Kalsel.Radigfamedia.com, Hulu Sungai Tengah – Badan Usaha Milik Desa (BUMDes) Pertala, Desa Jatuh, Kabupaten Hulu Sungai Tengah, menghadirkan inovasi agrowisata kebun melon petik sendiri sebagai upaya mempermudah pemasaran hasil panen sekaligus memberikan pengalaman baru bagi masyarakat, Kamis (2/7/2026).
Dari lahan seluas sekitar 0,4 hektare, kebun agrowisata tersebut mampu menghasilkan lebih dari dua ton melon per hari saat kemarin di buka. Petugas agrowisata akan menyediakan plastik dan gunting kepada pengunjung yang ingin memetik buah melon, setelahnya akan di timbang dan membayar dengan harga Rp. 12.000/kg, Konsep petik sendiri memungkinkan pengunjung membeli buah langsung dari kebun, memilih sendiri langsung petik.
Pengawas Pertanian Setempat (PPS), Muhammad Khairani, mengatakan kebun melon tersebut ditanami sebanyak 2.500 batang melon varietas Rock yang memiliki karakteristik unggul.

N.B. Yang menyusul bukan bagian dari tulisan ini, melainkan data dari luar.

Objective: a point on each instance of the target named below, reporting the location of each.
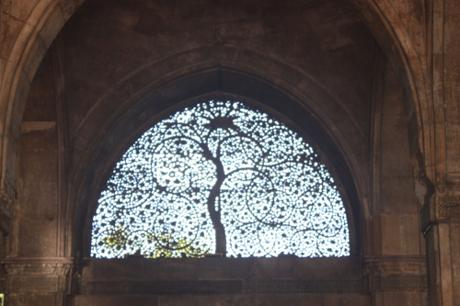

“Melon Rock memiliki kulit buah berwarna kuning, rasanya manis, dan ukuran buahnya lebih besar dibandingkan beberapa varietas lainnya. Karena itu, jenis ini dipilih untuk dikembangkan di Desa Jatuh,” ujarnya.
Menurut Khairani, keberadaan agrowisata tersebut menjadi terobosan baru dalam pemasaran hasil pertanian desa. Selain mempersingkat rantai distribusi, masyarakat juga dapat menikmati pengalaman memetik buah langsung dari kebun.
“Konsep ini merupakan inovasi BUMDes untuk memudahkan pemasaran hasil panen tanpa harus bergantung kepada tengkulak. Masyarakat bisa datang, memilih, dan memetik sendiri buah yang diinginkan sehingga memberikan pengalaman wisata yang berbeda,” katanya.
Ia menambahkan, tingginya minat masyarakat terhadap wisata petik melon menjadi indikator positif bagi pengembangan usaha berbasis pertanian di pedesaan.
Khairani juga menyampaikan apresiasi kepada Pemerintah Kabupaten Hulu Sungai Tengah yang telah memberikan dukungan terhadap pengembangan sektor pertanian dan inovasi yang dijalankan BUMDes Pertala.
“Kami mengucapkan terima kasih kepada pemerintah daerah yang terus memberikan dukungan dan motivasi terhadap pengembangan pertanian di desa. Dukungan tersebut menjadi penyemangat bagi kami untuk terus berinovasi dan meningkatkan kesejahteraan masyarakat melalui sektor pertanian,” tuturnya.
Salah seorang pengunjung, Sulhan, merasa keberadaan agrowisata ini tidak hanya menjadi tempat rekreasi, tetapi juga memberikan edukasi tentang pertanian modern dan potensi desa.
“Saya senang sekali dengan adanya agrowisata petik melon ini. Selain bisa membeli buah yang masih segar langsung dari kebun, kami juga mendapatkan pengalaman baru memetik sendiri bersama keluarga. Anak-anak juga sangat antusias melihat dan memetik melon disini,” ujarnya
Keberhasilan agrowisata petik melon ini diharapkan dapat menjadi contoh pengembangan ekonomi desa berbasis potensi lokal yang berkelanjutan. Selain meningkatkan pendapatan desa, usaha tersebut juga membuka peluang kerja bagi masyarakat sekitar, mulai dari proses budidaya hingga pelayanan kepada pengunjung.
Ke depan, BUMDes Pertala berencana mengembangkan inovasi jenis tanaman, memperluas lahan, meningkatkan fasilitas pendukung dan memperluas konsep wisata edukasi pertanian agar dapat menjadi salah satu destinasi agrowisata unggulan di Kabupaten Hulu Sungai Tengah.